Y eso, precisamente en la
semana en que, gracias a las brillantes traducciones al francés de mis Momentos
de sabiduría que están haciendo las alumnas de la Escuela de traducción
de Janick Benoit y que estoy
colgando en Facebook, le tocaba el
turno al momento número 30, que invita a poner siempre una nota positiva en la
vida. Eso, precisamente en la semana en que una positivísima amiga de
arrollador carácter y palabra tan eficaz como abundante, me invita a mirar las
cosas a mi alrededor de otro modo, analizando los tropiezos como oportunidades
(el que tropieza y no cae avanza dos veces), la oscuridad como un anuncio del
amanecer y las dificultades como conquistas. Incluso en la misma semana en que,
como siempre (no es que no escarmiente, es que en el fondo me sigue haciendo
gracia cómo alguien puede redactar día a día tanto lugar común), mi horóscopo
vuelve a mentirme como un bellaco: «Es muy
probable que en la jornada de hoy te propongan una actividad que te resultará
fascinante y ayudará a evadirte de tus obligaciones». ¡Y nadie me invitó a una cerveza!, ¿os dais cuenta…?

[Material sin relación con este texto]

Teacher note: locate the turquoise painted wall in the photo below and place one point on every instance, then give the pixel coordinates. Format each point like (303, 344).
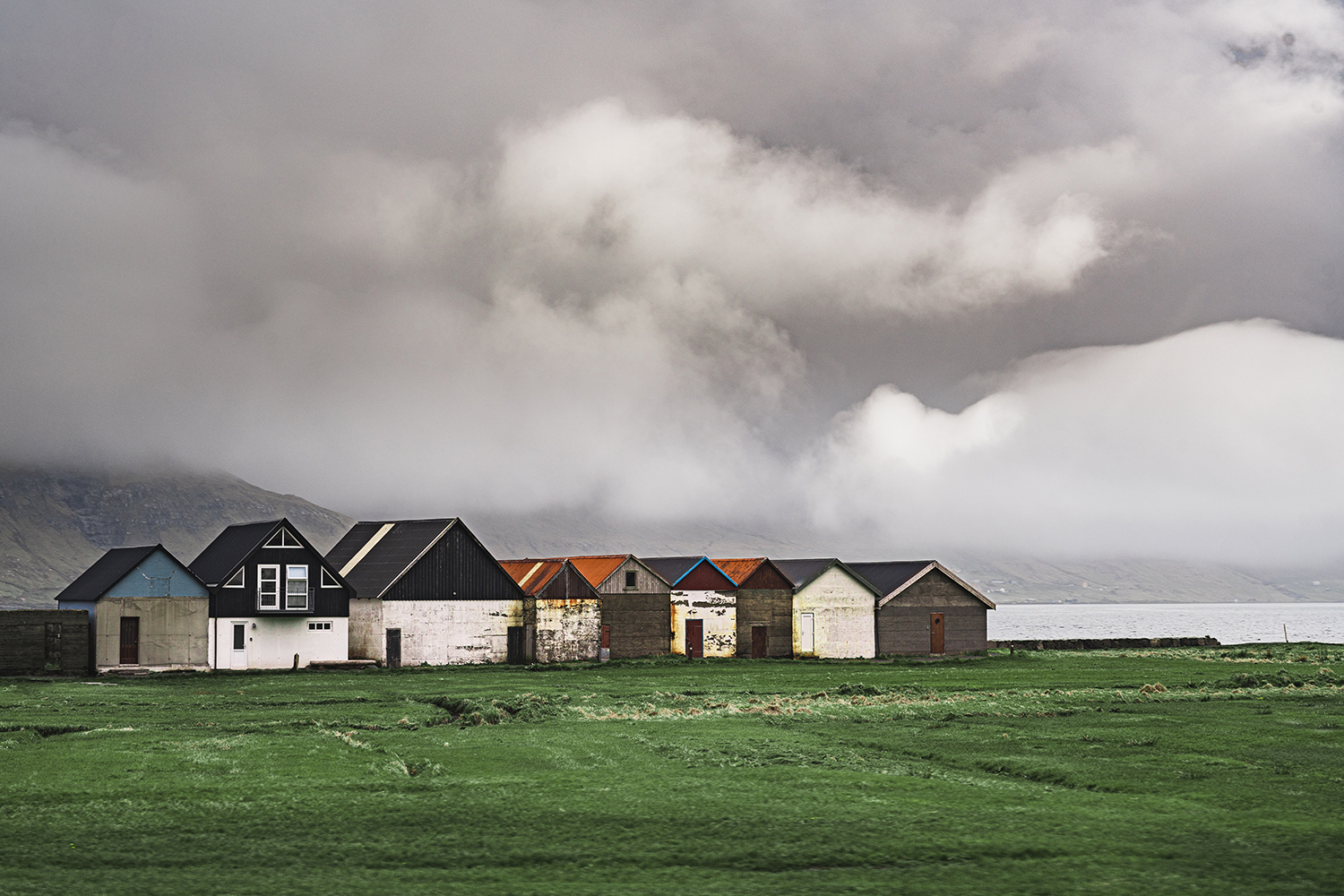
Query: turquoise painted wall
(159, 565)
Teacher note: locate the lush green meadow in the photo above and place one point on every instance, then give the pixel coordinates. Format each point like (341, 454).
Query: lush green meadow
(1030, 774)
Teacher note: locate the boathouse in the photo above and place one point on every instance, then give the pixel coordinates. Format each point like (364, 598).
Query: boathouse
(427, 591)
(145, 608)
(925, 607)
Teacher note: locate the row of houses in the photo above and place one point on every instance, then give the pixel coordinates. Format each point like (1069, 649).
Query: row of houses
(427, 591)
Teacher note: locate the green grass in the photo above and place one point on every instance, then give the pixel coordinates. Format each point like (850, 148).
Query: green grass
(1045, 772)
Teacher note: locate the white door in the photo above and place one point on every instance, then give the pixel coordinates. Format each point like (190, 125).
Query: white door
(238, 637)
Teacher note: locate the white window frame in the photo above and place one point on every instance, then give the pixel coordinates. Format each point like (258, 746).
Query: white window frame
(261, 579)
(290, 576)
(279, 540)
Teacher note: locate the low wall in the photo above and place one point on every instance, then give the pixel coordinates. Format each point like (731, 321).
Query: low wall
(1105, 643)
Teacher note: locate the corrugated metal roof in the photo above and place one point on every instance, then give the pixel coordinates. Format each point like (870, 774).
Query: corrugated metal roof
(597, 567)
(892, 576)
(107, 571)
(889, 575)
(230, 548)
(739, 568)
(532, 575)
(671, 570)
(387, 557)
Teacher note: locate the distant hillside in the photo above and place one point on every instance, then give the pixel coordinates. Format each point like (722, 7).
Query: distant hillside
(54, 524)
(1004, 579)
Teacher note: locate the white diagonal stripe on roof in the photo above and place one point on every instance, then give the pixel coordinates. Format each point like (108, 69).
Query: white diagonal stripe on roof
(363, 551)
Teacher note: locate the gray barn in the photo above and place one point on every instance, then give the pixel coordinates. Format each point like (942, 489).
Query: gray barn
(925, 607)
(35, 641)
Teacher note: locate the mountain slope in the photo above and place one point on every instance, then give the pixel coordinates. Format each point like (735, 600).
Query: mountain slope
(54, 524)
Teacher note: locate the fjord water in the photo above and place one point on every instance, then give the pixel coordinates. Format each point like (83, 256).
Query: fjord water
(1228, 622)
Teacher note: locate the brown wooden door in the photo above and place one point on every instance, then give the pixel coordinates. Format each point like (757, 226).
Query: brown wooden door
(758, 642)
(695, 638)
(131, 641)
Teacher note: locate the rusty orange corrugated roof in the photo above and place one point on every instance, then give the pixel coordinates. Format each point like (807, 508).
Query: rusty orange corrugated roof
(532, 575)
(738, 568)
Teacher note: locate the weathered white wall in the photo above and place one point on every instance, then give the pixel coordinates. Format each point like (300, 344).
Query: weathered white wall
(843, 616)
(451, 632)
(367, 637)
(174, 632)
(567, 629)
(273, 641)
(720, 621)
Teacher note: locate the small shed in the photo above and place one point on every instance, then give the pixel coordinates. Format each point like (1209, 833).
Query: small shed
(704, 606)
(45, 641)
(427, 591)
(636, 605)
(273, 599)
(765, 607)
(145, 608)
(925, 607)
(562, 613)
(832, 608)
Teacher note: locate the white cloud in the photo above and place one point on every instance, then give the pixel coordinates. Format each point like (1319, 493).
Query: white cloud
(1219, 443)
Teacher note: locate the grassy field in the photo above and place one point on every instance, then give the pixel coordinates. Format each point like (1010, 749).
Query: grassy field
(1045, 772)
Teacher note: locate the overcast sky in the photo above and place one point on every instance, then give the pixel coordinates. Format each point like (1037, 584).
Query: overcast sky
(1051, 279)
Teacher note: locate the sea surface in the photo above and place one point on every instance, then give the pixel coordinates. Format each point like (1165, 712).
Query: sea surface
(1228, 622)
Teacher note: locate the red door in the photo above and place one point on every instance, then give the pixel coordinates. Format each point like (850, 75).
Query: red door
(131, 641)
(695, 638)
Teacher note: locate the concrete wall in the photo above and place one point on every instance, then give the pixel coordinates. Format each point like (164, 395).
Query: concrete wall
(719, 613)
(903, 622)
(448, 632)
(273, 641)
(38, 641)
(567, 629)
(769, 607)
(841, 611)
(174, 632)
(367, 634)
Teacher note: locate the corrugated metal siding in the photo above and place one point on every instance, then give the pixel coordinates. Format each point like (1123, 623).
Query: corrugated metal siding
(771, 607)
(903, 622)
(456, 568)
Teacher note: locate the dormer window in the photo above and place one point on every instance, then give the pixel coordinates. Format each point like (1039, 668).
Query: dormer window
(268, 587)
(296, 587)
(282, 538)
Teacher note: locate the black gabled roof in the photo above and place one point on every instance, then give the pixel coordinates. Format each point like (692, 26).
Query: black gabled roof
(801, 573)
(672, 570)
(889, 575)
(236, 544)
(110, 568)
(394, 554)
(230, 548)
(892, 576)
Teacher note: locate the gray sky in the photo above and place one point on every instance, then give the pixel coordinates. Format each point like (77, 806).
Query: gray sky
(1059, 279)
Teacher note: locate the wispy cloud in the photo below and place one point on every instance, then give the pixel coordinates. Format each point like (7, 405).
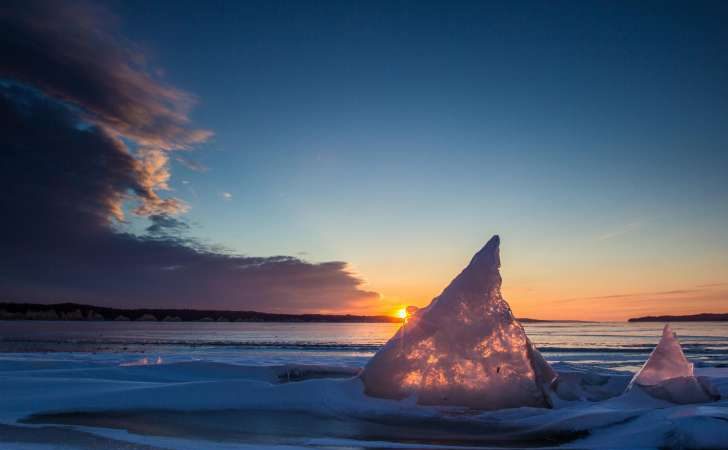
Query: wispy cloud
(103, 130)
(192, 165)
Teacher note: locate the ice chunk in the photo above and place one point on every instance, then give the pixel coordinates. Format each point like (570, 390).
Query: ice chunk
(668, 374)
(464, 349)
(666, 361)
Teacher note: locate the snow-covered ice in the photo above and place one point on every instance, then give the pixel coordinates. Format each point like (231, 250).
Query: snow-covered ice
(464, 349)
(460, 373)
(201, 405)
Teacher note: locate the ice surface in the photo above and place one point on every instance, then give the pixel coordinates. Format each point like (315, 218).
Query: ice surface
(464, 349)
(666, 361)
(205, 405)
(668, 374)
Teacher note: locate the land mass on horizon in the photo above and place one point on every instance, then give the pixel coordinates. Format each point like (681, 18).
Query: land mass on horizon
(78, 311)
(702, 317)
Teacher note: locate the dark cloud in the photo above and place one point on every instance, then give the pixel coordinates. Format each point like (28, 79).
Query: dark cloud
(85, 138)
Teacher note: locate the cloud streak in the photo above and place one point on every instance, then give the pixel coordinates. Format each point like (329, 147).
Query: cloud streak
(87, 135)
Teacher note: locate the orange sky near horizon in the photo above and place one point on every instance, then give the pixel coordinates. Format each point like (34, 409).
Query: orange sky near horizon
(582, 291)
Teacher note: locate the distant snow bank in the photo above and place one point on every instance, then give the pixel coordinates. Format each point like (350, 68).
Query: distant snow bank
(589, 409)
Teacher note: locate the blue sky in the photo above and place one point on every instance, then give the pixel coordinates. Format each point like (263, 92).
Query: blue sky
(398, 136)
(402, 134)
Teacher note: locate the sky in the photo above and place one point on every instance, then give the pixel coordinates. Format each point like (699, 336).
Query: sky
(350, 157)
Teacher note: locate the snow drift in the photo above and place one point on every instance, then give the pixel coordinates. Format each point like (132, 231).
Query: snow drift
(464, 349)
(668, 374)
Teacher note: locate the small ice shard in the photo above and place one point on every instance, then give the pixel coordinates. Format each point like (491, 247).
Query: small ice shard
(464, 349)
(668, 374)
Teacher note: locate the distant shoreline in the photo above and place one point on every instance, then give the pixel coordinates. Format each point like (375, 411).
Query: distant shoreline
(81, 312)
(703, 317)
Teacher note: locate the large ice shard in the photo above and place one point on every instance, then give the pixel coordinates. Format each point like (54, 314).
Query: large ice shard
(668, 374)
(464, 349)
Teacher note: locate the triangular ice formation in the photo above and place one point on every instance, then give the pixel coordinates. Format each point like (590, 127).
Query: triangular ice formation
(464, 349)
(666, 361)
(668, 374)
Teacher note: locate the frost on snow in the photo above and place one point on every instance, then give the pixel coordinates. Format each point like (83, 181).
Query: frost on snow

En fin, que la semana ha sido muy rara. Tanto que no sé si ha sido
así porque estaba de Dios que así fuera o porque me lo he buscado yo solito. A
ver si encuentro alguna frase-cita que me lo aclare:
«Siempre
se ha creído que existe algo que se llama destino, pero siempre se ha creído
también que hay otra cosa que se llama albedrío. Lo que califica al hombre es
el equilibrio de esa contradicción» (Gilbert
Keith Chesterton).
Mira tú,
ya tenía yo ganas de volver a sentarme en el sofá y charlar un rato con don Gilberto Quiz. Claro que, mejor me
siento en una butaca individual de las mías, no vaya a ser que alguien piense
cosas raras si me ve sentado encima de este sesudo señor…
Existe
algo que se llama destino y existe algo que se llama albedrío, y existe algo
que se llama equilibrio de la (o en la) contradicción de ambas realidades. Uno
puede estar destinado, predestinado, por ejemplo, por su familia, a casarse con
una mujer en concreto. Ya, ya, ahora funciona más el amor y eso, pero
imaginemos por un momento que soy el primogénito de un conde de Castilla del
siglo pongamos catorce: seguro que ya me tienen preparado, desde jovencito, un
matrimonio con alguna Berenguela, Urraca, Catalina, Isabel o como quiera que se
llame la rica pretendida. Pero, ¿quiero o no quiero? ¿Hasta qué punto mi
albedrío va a entrar en conflicto o se va a aliar con ese destino? Imaginemos,
por cambiar el tercio, que soy un pusilánime correveidile lamenalgar. Mi
destino estará ligado a las veleidades de quien ostente el superiorato sobre mi
enclenque voluntad. Quizá llegaría un momento, no obstante, que mi albedrío
acabara rebelándose contra ese destino presupuesto. Sería el único modo de
recuperar la calificación de hombre.
Pero,
¿adónde vas a parar, dónde nos llevas? Pues a lo que dice Gilberto Quiz Sofá: hay que saber equilibrar esas dos realidades
presentes en nuestras vidas: el destino y el albedrío, para ser un hombre.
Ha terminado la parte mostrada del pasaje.